Beside him on a straw mat lay a woman covered in blood, her face deathly pale. She lay with eyes closed, as if she no longer breathed, yet her abdomen was distended.
Ni Su had just seen her yesterday. She was the young A’Zhou’s mother.
“You murderous killer! You harmed my mother!” The young man’s tears flowed even more violently upon seeing her. He suddenly stood up and rushed toward her.
A bailiff quickly restrained him, while Tian Qizhong entered and questioned coldly, “Ni Su, you previously spoke nonsense in Guangning Prefecture and were punished for it. Now you swindle and cheat, and have even caused someone’s death!”
Many people gathered in the courtyard all looked at Ni Su. Terms like “herb woman,” “caused a death,” and “sinful” surged toward her.

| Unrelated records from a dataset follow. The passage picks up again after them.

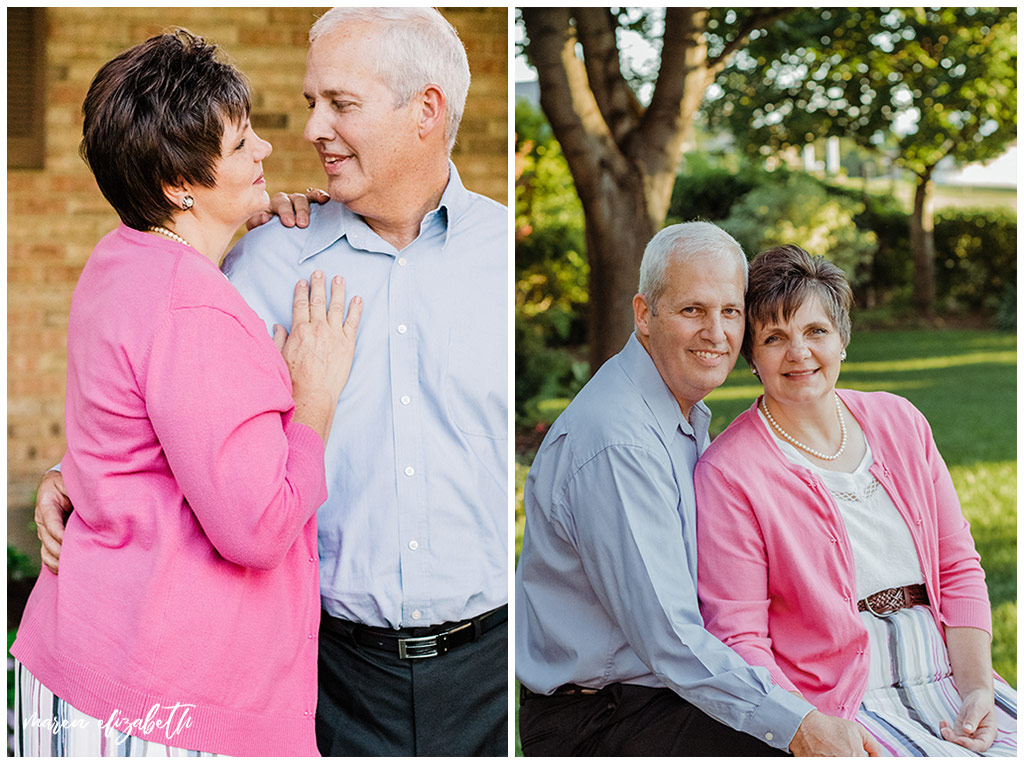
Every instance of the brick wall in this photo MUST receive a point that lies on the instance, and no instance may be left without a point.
(55, 215)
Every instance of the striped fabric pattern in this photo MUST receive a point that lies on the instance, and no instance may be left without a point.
(910, 689)
(46, 725)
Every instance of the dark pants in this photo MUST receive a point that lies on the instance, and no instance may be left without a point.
(627, 720)
(372, 703)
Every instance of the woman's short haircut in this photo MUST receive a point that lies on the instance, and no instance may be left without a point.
(782, 279)
(418, 47)
(155, 117)
(682, 242)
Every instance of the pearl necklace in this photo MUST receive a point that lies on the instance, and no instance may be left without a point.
(808, 449)
(169, 234)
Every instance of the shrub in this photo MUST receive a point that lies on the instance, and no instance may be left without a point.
(976, 259)
(801, 211)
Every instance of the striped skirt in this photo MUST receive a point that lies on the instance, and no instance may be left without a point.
(46, 725)
(910, 689)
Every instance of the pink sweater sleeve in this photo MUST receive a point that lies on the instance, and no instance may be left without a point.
(964, 596)
(219, 400)
(732, 571)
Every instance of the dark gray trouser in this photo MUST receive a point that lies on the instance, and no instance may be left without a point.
(628, 720)
(374, 704)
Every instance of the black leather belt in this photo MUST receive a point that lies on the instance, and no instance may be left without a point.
(565, 689)
(418, 643)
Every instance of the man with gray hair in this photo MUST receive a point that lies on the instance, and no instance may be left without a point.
(610, 649)
(414, 537)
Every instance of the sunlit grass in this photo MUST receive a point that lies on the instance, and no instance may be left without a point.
(965, 382)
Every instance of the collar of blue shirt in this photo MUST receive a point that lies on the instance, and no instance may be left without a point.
(332, 221)
(639, 367)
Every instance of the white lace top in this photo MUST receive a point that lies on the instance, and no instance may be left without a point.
(883, 551)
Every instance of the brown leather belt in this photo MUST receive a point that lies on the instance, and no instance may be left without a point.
(889, 601)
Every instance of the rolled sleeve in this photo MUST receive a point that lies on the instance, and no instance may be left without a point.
(222, 415)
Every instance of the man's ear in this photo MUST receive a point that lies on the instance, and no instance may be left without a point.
(641, 314)
(432, 109)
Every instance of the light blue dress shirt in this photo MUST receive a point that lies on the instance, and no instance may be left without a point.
(415, 531)
(606, 582)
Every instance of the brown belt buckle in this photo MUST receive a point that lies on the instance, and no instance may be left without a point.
(887, 613)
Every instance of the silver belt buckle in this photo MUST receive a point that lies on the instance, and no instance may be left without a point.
(415, 647)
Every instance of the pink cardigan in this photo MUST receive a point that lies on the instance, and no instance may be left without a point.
(775, 571)
(186, 606)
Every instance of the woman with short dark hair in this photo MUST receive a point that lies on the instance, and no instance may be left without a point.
(833, 550)
(184, 617)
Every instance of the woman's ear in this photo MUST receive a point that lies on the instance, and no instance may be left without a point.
(179, 196)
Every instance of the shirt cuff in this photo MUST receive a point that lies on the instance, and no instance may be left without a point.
(777, 718)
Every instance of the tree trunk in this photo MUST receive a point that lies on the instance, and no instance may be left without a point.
(615, 241)
(923, 244)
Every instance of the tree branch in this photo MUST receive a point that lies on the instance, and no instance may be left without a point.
(760, 17)
(619, 104)
(566, 98)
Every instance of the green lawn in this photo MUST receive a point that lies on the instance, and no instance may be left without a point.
(965, 382)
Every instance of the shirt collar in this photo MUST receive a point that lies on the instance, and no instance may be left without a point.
(640, 368)
(332, 221)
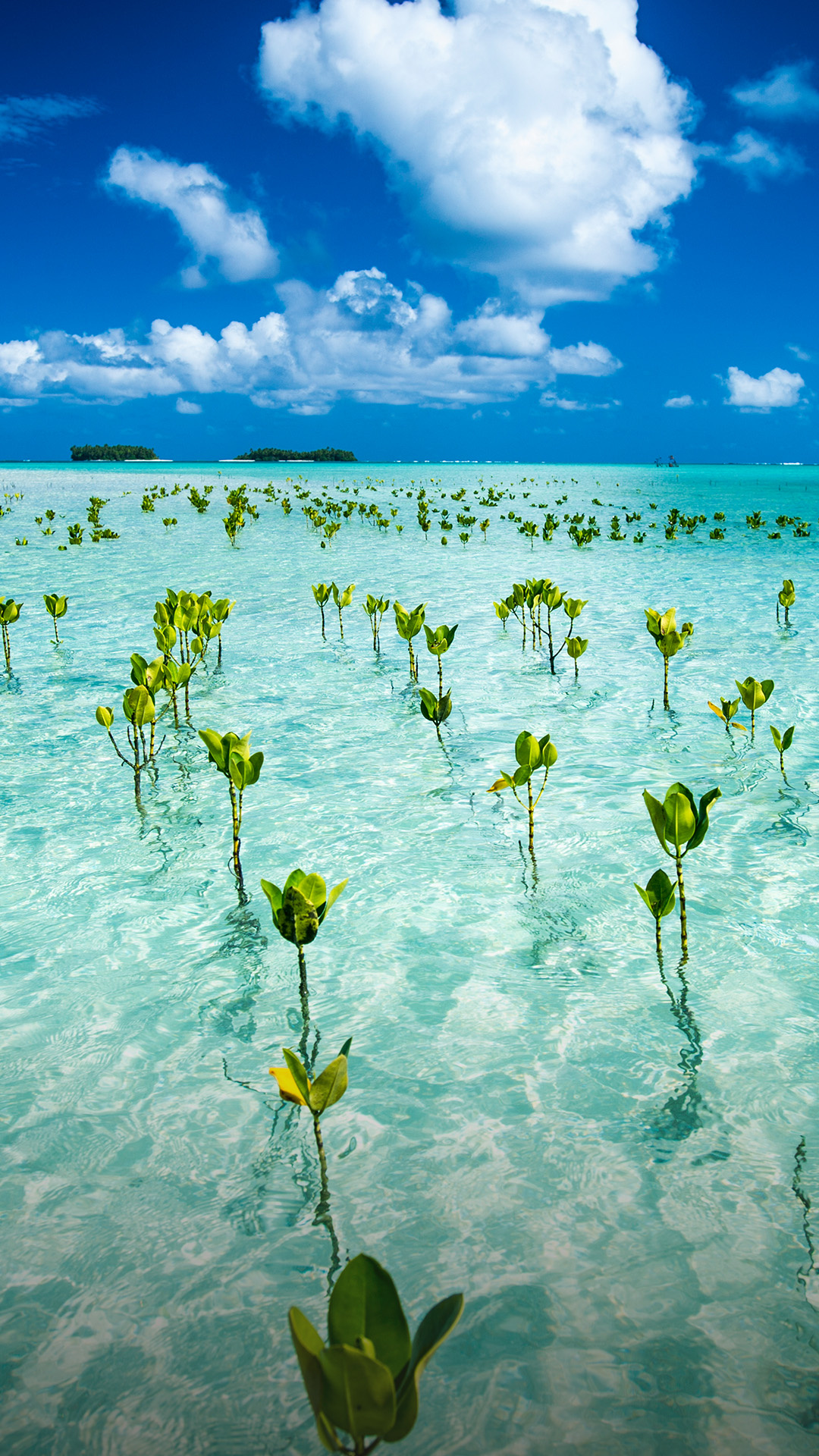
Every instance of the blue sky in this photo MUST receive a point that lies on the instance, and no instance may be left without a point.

“The medicine I prescribed absolutely could not have caused death.”
Ni Su met his gaze.
“Then you tell me, why did my mother die after taking your medicine?” The young man’s pair of red, swollen eyes stared fixedly at her. “You lowly herb woman, do you know you’ve killed two lives!”
Many pairs of eyes watched Ni Su. Much reproach and insult mingled with the sound of rain. Ni Su said nothing, crouching down to touch the woman who had already died.
Seeing this, the young man immediately rushed forward to push her away: “I won’t allow you to touch my mother!”
His strength was so great that Ni Su was pushed down onto the muddy ground. Her entire dress became stained with considerable dirt, and the back of her hand was scraped raw on the stone steps.
“Attending physicians all keep consultation records. What illness your mother had, how I prescribed medicine for your mother, the dosage—all are recorded,” Ni Su propped herself up on the steps with one hand to stand. Water droplets fell from her skirt hem as she looked at the young man. “A’Zhou, since you insist it was the medicine I prescribed that killed your mother, then where are the dregs? Where is the prescription? Where is your evidence?”
Blood ran down the back of Ni Su’s hand into the spaces between her fingers. The young man watched the blood drops fall from between her fingers and dilute in the muddy ground. When he looked up again, he seemed somewhat afraid to meet her eyes.
“The medicine dregs you speak of—he already sent them to Guangning Prefecture’s office. Our prefecture’s medical examiner has invited physicians to examine them,” Tian Qizhong said sternly. “You practice medicine, yet don’t know that fresh rehmannia root and Sichuan aconite are incompatible!”
What?
Ni Su was startled. Sichuan aconite?
The rainy weather made people irritable. Tian Qizhong was even more disgusted by this crowd of people gathering here. He immediately ordered the bailiffs behind him, “Come! Apprehend this woman! Escort her back to Guangning Prefecture’s office for trial!”